SG-1 turned to look towards the voice. "Zaphod!" Vala cried, recognizing the voice before even seeing the man. Jaws dropped (or eyebrow raised) on the faces of the four members that had never met the two-headed, three-armed man leaning casually against the doorway. One of the arms came up and caught the bag of ingredients that Ford threw to him.

"Hey, chicky baby! How you doing?" he asked, giving no indication whether he really remembered her or not.

"Not too bad. Ridding the galaxy of evil and looking fabulous doing it," Vala said with a grin. "If I could get Daniel here to admit that he's head over heels in love with me, it would be even better. How about you?"

"Oh, you know. Got elected president of the galaxy, stole this little beauty here and now I'm the most wanted fugitive in the galaxy, baby," he quipped.

Vala's eyebrows shot up. A smirk slowly grew across her face as she sauntered over towards him. "Ready to take me for a little joyride?"

"Oh, belgium no!" both heads shouted at the same time, all three arms coming up in the universal motion for stop. The pair of heads continued a moment later in a tag-team fashion. "The last time I fell for that, you left me stranded on a planet that not only had no hyperspace travel but also was without alcohol!"

"Ah ha! You do remember me!" Vala remarked.

"How can I be expected to function without at least one Pan Galactic Gargle Blaster an hour?" Zaphod continued, ignoring Vala's comment.

"A what?" Cam asked.

Zaphod reeled as if shot. His heads stared at each other in disbelief before turning to Colonel Mitchell. "You don't know what a Pan Galactic Gargle Blaster is? What kind of uninformed backwater world are you from, anyway?"

"They're from Earth. Same as Arthur and Trillian," Ford interjected.

"Oh. Relatives of Monkey Man, huh? Well, that explains a lot," Beeblebrox said dismissivly. He turned back to Vala. "You must be really scraping the bottom of the Bugblatter Beast cage if you've willingly teamed up with these primitive primates."

"Hey!" Cameron objected.

"Their technology may be woefully underdeveloped but their fighting and strategy skills are among the best in the entire universe," Vala returned. "That's come in pretty useful with the kind of people I tend to run into. Besides, they've learned at a rate almost as fast as the people of Krikkit. They're well on their way to building their own armada of interstellar ships as we speak. And Sam here was a key part of their design team."
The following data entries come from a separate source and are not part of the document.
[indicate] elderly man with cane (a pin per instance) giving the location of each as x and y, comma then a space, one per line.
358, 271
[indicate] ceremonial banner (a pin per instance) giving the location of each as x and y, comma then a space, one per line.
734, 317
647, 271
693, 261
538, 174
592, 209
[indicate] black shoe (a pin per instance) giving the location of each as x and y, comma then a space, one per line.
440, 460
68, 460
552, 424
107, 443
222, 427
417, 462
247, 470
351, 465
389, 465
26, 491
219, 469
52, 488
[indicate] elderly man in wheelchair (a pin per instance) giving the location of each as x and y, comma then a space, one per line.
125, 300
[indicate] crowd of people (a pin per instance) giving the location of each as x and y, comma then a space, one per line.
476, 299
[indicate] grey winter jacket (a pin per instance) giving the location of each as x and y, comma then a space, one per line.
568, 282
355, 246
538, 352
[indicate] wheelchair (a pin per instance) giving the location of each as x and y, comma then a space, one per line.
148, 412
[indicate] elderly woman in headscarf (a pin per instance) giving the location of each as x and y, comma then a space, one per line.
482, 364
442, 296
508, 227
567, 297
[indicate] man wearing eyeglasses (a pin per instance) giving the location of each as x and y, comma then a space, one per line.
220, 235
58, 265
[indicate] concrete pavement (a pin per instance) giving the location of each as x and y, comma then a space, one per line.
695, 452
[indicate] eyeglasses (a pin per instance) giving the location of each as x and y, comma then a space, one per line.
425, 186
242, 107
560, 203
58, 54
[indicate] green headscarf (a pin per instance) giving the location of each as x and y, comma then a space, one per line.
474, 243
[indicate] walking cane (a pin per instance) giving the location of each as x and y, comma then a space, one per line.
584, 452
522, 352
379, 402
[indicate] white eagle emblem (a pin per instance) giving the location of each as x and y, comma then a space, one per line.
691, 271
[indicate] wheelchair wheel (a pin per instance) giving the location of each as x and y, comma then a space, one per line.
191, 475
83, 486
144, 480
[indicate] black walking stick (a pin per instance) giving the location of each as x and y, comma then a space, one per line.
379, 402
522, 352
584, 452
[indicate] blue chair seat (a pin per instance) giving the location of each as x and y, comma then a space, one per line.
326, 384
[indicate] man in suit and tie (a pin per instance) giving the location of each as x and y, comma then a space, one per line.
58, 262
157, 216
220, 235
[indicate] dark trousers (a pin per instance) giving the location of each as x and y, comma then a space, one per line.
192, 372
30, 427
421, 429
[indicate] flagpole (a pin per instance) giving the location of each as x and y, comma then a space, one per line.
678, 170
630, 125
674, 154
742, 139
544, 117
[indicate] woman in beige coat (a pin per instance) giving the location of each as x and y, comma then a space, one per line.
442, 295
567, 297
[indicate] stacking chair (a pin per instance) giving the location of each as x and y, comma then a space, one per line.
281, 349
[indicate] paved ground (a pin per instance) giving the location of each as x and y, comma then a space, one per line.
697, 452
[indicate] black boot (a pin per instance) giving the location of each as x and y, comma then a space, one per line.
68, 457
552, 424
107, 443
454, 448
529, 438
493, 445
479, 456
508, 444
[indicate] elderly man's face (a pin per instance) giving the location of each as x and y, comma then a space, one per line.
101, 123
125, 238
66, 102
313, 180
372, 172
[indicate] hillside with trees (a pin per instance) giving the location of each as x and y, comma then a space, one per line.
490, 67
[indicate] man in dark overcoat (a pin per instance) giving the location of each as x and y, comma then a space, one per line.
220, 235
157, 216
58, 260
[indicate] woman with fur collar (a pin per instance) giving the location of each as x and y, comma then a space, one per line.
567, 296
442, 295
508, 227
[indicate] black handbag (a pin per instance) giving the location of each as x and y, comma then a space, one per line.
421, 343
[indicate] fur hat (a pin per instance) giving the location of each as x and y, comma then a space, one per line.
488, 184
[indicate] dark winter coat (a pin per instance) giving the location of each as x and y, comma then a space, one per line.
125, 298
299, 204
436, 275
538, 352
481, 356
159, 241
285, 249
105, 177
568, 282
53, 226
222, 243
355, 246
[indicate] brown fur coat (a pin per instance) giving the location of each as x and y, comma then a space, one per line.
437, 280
Each of Zaphod's heads did a double take. "Well, well, well! Who'd have thought? Hey, maybe you could make some sense of the systems on my ship!"
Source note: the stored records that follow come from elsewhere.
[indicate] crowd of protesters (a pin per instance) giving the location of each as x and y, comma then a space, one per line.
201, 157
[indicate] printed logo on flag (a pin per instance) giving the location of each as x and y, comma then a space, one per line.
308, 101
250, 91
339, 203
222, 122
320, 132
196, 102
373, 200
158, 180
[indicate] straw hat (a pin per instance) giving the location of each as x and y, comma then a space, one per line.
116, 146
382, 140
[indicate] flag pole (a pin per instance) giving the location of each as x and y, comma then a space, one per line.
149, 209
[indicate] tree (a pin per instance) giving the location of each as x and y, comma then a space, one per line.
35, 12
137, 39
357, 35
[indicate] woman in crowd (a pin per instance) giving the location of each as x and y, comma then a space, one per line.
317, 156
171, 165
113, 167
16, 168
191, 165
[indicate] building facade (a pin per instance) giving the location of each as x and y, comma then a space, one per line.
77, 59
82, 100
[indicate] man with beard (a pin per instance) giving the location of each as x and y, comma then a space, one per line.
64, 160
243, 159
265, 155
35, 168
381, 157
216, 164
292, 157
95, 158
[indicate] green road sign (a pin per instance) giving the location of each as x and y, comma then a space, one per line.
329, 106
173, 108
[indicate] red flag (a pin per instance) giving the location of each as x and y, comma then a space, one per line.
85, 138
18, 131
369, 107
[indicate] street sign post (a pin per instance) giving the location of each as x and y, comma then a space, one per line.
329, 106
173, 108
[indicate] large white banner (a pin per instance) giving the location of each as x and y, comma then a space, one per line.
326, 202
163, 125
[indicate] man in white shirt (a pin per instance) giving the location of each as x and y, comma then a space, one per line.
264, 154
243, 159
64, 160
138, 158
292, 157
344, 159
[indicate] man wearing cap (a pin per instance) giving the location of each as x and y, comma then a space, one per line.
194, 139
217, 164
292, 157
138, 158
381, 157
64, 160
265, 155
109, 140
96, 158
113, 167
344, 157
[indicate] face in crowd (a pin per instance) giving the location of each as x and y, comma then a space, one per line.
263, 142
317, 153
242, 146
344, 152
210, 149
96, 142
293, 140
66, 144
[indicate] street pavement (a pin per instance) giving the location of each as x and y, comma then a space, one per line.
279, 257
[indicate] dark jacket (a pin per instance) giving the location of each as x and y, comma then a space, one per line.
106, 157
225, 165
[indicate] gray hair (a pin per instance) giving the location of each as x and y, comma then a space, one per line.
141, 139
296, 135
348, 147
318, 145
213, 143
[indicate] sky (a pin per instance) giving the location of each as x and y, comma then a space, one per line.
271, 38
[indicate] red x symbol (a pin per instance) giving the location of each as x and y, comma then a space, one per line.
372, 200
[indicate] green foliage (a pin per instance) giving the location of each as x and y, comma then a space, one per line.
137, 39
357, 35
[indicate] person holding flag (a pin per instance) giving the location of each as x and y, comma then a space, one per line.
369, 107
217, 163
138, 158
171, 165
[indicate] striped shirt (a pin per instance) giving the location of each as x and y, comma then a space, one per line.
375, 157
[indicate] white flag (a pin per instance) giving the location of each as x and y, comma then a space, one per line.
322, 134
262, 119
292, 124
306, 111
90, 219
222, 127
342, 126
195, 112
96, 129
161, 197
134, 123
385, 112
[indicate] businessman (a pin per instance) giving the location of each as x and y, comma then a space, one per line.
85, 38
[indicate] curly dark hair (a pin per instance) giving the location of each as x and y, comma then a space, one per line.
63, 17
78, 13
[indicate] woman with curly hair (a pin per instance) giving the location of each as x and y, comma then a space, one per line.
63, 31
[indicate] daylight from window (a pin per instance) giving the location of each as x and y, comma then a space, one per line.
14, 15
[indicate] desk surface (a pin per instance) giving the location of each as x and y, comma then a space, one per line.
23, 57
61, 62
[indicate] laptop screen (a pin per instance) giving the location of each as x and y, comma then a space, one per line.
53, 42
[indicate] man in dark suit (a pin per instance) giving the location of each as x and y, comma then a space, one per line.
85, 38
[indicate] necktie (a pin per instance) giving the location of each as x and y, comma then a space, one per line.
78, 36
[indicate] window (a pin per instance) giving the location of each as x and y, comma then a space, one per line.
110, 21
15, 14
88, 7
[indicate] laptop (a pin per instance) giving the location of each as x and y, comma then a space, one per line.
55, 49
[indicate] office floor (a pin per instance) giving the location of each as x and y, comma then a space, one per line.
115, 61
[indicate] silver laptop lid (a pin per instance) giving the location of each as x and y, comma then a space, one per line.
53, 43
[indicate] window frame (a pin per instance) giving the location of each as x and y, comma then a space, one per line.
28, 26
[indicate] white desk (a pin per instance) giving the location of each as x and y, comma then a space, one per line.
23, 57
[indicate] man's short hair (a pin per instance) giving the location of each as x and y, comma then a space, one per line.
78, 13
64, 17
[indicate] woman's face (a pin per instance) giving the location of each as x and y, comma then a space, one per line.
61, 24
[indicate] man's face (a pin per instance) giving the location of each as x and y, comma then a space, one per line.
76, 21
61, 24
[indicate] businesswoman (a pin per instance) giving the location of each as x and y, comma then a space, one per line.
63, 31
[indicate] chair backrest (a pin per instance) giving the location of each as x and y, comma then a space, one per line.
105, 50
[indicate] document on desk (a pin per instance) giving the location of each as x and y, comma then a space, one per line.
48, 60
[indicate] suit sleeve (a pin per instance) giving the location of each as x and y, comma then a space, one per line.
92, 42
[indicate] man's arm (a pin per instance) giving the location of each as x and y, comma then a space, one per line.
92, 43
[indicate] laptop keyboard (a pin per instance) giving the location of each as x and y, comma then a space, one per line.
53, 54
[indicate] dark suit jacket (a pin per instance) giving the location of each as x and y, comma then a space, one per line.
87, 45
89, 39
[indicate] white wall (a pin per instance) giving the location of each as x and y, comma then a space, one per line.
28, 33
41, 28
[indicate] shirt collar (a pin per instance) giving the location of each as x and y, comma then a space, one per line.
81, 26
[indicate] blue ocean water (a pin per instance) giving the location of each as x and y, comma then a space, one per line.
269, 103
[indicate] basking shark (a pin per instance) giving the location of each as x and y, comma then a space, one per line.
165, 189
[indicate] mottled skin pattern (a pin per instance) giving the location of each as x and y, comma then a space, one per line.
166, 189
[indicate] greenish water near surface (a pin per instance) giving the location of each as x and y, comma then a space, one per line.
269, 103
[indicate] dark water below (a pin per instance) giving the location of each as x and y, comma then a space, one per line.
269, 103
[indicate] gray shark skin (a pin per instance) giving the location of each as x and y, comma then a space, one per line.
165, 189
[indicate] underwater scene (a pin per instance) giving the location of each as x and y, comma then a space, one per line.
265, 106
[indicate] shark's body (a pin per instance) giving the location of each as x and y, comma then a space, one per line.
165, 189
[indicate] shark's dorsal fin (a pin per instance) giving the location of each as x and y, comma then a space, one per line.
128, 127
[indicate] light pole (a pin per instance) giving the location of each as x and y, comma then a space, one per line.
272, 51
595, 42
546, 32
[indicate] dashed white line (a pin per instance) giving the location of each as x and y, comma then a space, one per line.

With that, he turned and headed inside, obviously expecting everyone to follow behind him. Vala looked at her team, shrugged her shoulders and sashayed inside.

"That, gentlemen and ladies, is Zaphod Beeblebrox, former president of the galaxy and my semi-half-cousin," Ford wryly declared as he moved towards the hatch. "Now you can see why the galaxy so badly needs saving."

~'`^`'~-,._.,-~'`^`'~-,._.,-~'`^`'~

Published 07/18/2015


	4. Chapter 4

Chapter 4

By the time everyone made it into the control room / lounge of the Heart of Gold, Zaphod had cut a lemon and mixed himself some drinks. He was triple-fisting his Gargle Blasters, making up for time lost when he was out of ingredients.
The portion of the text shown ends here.